It's very tough to actually believe this article has all the facts straight when they suggest Seti@Home is a peer2peer network..... :o


It is. It's a common misconception that peer-to-peer is only about making the handshake symmetrical. Equal contribution of resources is the important thing. In the case of most peer-to-peer technologies, this contribution is in bandwidth, storage space, and tiny routing computations. In the case of seti@home, the contribution was cpu cycles.

http://www.amazon.com/Peer-Peer-Harnessing-Disruptive-Techno... has a chapter on Seti@Home.

For those not already running it, please install folding@home on your desktop computers. http://folding.stanford.edu/


http://en.wikipedia.org/wiki/Peer_2_peer

Look at the 2 images on the right :) Seti@Home nodes connect only to the main server. They never see or hear anything about other nodes either. If the servers died the network would die.
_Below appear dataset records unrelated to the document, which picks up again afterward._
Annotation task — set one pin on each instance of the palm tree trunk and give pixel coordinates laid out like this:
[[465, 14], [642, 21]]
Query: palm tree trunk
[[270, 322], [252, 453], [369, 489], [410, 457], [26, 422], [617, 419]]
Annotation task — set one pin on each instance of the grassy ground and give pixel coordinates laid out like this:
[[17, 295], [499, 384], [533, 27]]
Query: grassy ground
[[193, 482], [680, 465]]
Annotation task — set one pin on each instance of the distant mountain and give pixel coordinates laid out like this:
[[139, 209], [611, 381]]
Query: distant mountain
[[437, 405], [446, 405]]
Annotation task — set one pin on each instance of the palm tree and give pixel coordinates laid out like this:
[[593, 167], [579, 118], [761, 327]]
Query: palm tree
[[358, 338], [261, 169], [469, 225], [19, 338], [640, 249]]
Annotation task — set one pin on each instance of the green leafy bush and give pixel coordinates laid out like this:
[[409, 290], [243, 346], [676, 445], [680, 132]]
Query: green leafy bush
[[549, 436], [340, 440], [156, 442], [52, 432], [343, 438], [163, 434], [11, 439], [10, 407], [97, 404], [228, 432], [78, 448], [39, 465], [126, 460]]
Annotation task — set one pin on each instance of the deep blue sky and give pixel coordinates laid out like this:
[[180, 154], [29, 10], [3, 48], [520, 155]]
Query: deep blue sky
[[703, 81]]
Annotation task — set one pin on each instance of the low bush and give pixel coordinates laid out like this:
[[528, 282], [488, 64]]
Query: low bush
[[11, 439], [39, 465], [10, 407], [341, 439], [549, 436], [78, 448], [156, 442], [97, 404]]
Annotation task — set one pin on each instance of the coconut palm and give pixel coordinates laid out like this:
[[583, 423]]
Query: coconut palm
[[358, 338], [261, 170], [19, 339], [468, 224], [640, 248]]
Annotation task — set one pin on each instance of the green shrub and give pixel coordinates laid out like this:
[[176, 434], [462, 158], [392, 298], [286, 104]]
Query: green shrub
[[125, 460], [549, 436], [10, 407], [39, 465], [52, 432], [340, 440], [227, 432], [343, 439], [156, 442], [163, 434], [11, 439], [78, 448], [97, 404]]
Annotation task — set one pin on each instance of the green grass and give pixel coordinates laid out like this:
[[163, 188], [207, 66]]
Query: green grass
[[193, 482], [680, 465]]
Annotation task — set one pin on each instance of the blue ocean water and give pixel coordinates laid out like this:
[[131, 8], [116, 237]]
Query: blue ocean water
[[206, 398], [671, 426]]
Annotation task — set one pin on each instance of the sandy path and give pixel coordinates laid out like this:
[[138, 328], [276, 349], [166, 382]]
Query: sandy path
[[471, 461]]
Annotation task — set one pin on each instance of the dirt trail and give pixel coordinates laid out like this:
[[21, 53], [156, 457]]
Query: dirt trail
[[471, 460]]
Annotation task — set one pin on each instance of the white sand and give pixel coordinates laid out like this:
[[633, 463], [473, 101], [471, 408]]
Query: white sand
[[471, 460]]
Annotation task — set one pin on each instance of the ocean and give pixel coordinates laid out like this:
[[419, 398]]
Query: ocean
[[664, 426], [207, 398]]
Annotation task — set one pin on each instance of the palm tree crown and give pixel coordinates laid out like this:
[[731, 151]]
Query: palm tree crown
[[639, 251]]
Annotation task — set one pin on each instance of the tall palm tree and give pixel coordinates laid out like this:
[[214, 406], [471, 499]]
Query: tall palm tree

But I second the Folding@Home prompting - a great cause!


Hate to be nitpicky, but for something to be peer-to-peer, I'd imagine peers have to be talking to peers... no such thing on Seti@Home :-/


ErrantX, you should plug your MUCH better article then:

http://www.errant.me.uk/blog/2009/07/pirate-bay-considering-...


Isn't this bordering on illegal? It sounds like they want to resell one ISP's bandwidth to another. As I understand it ISPs are already upset about bittorrent because it circumvents their commercial upload services by hijacking consumer bandwidth.

It sounds like a terrible idea.


It's letting consumers resell their bandwidth on-demand to (I suppose) whoever needs extra I/O right now.

Frankly, I love the idea of reselling bandwidth, it's reminiscent of selling power back to the grid.

As for upload speeds/services, I think that's all going to go away pretty soon -- the DSL/FIOS/Cable wars are heating up (at least here in NYC) and they're starting to compete in upload bandwidth. AFAIK, cable-internet systems are usually built with an asymmetric bias for downlink speeds, while the other two aren't.


ADSL is also built asymmetrically. You can do symmetric DSL but there is a trade off and you get a lower download speed than ADSL.

I select my domestic links by upload bandwidth since the download is fast enough.


I'll stick to private trackers. They are like governments - they work better when in smaller communities.


How exactly can you sell Comcast's bandwidth back to Comcast?


Quite weird indeed, but I figure by ISPs he means hosting providers. Something like earning money to offer legal content through BitTorrent would be quite interesting.


They'll be up against BitTorrent Inc in a way - and those are the official people!